Introduction
Choosing the right connectivity for your asset tracking solution matters more than most people realise. Picking the wrong solution can lead to misplaced assets, short battery life for trackers, or a device that simply will not connect in the markets you need it to.
In our previous article, we introduced various connectivity technologies, including LTE-M. Today, we are adding a second piece to that picture. LTE Cat1-bis. As their name says, they both run on the same LTE networks your assets already depend on, and they are also purpose-built for IoT. But the two technologies make very different trade-offs, and understanding those differences is what will help you choose the right tracker for your operation.
Why do we need two LTE standards for asset tracking?
When people think of LTE, they usually think of smartphones. But LTE for IoT is not a single standard. The 3GPP body defines a range of device categories, each engineered with different priorities: how quickly data moves, how much power the device consumes, how compact the hardware can be, and how widely the network is deployed.
For asset trackers specifically, two of these categories have emerged as the most relevant choices today: LTE-M (also called Cat-M1) and LTE Cat1-bis. They are complementary, not competing. One has been quietly doing the heavy lifting for years. The other arrives at exactly the right moment to fill the gaps that the first cannot.
LTE-M: the proven workhorse
LTE-M was introduced in 3GPP Release 13 specifically to serve IoT devices. Its defining strength is power efficiency. It supports Power Saving Mode (PSM) and Extended Discontinuous Reception (eDRX), two features that allow a device to sleep deeply between transmissions and wake only when needed. The result is battery life measured in years rather than months.
For moving assets, LTE-M also offers seamless cell handover. A tracker on a truck crossing from France into Belgium does not drop its connection and re-register with a new tower. It switches transparently, which matters more than people often realise when you are tracking assets in real time across long distances.
As of 2024, LTE-M is supported by over 60 mobile network operators in 45 countries. That footprint is strong in North America, Western Europe, Japan, South Korea, and Australia. Where it gets complicated is in markets where carriers have not yet activated the LPWA overlay on their existing LTE networks. In those regions, an LTE-M device simply cannot connect, even if an LTE signal is available.
Worth knowing: LTE-M is built into the 5G specification, making it effectively future-proof. Choosing LTE-M today is not a short-term compromise.
LTE Cat1-bis: the new option for a connected world
LTE Cat1-bis is a streamlined evolution of the original LTE Cat1 standard. The key change is straightforward: it drops from two antennas to one. That single hardware simplification reduces component cost, shrinks the PCB footprint, and makes the device easier to certify and manufacture at scale, all without sacrificing much in the way of performance.

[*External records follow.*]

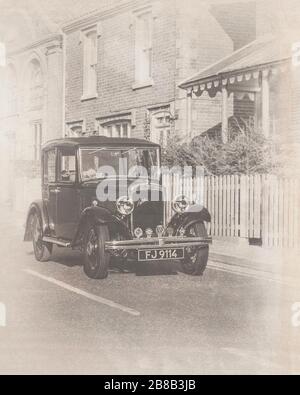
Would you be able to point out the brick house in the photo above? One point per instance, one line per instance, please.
(31, 90)
(258, 83)
(124, 64)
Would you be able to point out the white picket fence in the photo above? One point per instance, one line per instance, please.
(256, 206)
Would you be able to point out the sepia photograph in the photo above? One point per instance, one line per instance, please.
(150, 190)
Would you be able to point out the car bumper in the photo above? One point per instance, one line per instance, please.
(156, 243)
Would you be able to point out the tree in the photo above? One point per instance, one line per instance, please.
(246, 152)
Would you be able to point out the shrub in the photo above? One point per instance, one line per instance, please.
(246, 152)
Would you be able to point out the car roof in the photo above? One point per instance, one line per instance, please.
(99, 141)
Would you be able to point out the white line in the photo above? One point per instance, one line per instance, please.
(246, 273)
(87, 295)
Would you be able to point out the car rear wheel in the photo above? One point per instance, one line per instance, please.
(196, 258)
(42, 250)
(96, 259)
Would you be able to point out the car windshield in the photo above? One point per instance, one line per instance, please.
(94, 162)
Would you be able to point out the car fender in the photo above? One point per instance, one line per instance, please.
(37, 207)
(100, 216)
(194, 214)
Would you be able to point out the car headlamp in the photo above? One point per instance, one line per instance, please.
(180, 204)
(125, 205)
(149, 233)
(138, 232)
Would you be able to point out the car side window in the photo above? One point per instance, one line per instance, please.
(49, 166)
(67, 165)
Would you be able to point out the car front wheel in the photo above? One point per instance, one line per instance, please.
(196, 258)
(96, 259)
(42, 251)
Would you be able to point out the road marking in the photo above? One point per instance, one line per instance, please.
(244, 272)
(87, 295)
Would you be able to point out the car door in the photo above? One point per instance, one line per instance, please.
(67, 194)
(49, 189)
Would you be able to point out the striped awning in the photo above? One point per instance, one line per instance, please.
(242, 68)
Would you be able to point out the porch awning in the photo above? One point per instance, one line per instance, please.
(268, 54)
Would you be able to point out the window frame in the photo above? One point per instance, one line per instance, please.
(45, 155)
(37, 139)
(70, 125)
(142, 80)
(59, 156)
(113, 124)
(164, 127)
(89, 92)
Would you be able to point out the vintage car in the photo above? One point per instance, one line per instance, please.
(71, 215)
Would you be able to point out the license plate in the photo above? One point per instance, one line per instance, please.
(161, 254)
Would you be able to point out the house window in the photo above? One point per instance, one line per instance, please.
(12, 92)
(75, 129)
(67, 165)
(117, 129)
(50, 167)
(36, 86)
(161, 127)
(37, 139)
(143, 47)
(90, 43)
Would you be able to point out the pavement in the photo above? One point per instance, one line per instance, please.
(277, 264)
(230, 321)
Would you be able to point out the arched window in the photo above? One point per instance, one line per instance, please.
(36, 84)
(11, 91)
(161, 127)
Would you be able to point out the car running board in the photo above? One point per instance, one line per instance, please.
(55, 241)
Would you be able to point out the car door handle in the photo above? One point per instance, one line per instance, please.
(56, 190)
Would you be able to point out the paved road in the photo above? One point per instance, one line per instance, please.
(59, 321)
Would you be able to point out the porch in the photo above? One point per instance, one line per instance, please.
(252, 86)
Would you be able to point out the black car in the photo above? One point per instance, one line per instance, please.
(72, 215)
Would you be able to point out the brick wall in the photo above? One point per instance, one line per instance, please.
(201, 42)
(116, 70)
(238, 19)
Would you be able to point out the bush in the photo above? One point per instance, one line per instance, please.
(246, 152)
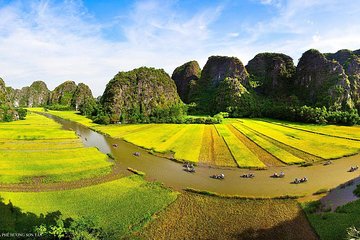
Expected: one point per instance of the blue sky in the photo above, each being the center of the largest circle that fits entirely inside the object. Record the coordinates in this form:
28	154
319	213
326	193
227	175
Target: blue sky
90	41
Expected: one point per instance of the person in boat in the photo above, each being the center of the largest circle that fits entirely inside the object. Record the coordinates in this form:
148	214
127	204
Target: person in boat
327	162
352	168
275	175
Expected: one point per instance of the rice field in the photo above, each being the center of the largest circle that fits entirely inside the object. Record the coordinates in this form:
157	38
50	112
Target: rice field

Data speeds tell a clear story. LTE-M tops out at around 1 Mbps in both directions. Cat1-bis reaches up to 10 Mbps downlink and 5 Mbps uplink. For most basic tracking use cases, that extra headroom does not matter much. But for assets that transmit richer telemetry, require frequent over-the-air firmware updates, or generate larger data payloads, the difference is real.
The more significant advantage, however, is coverage. Cat1-bis operates on the standard LTE spectrum that every carrier already runs. There is no special LPWA activation required. If LTE exists in a country, Cat1-bis works there. For businesses deploying assets globally across markets where LTE-M operator support is patchy or absent, this removes the carrier-vetting problem entirely.
The bottom line
LTE-M is the right choice when battery life and coverage depth matter most. LTE Cat1-bis is the right choice when your operation spans regions with inconsistent LTE-M support, when you need higher throughput, or when you want a single device model that works reliably anywhere LTE is available.
They are not in competition. They are two tools built for two different versions of the same problem.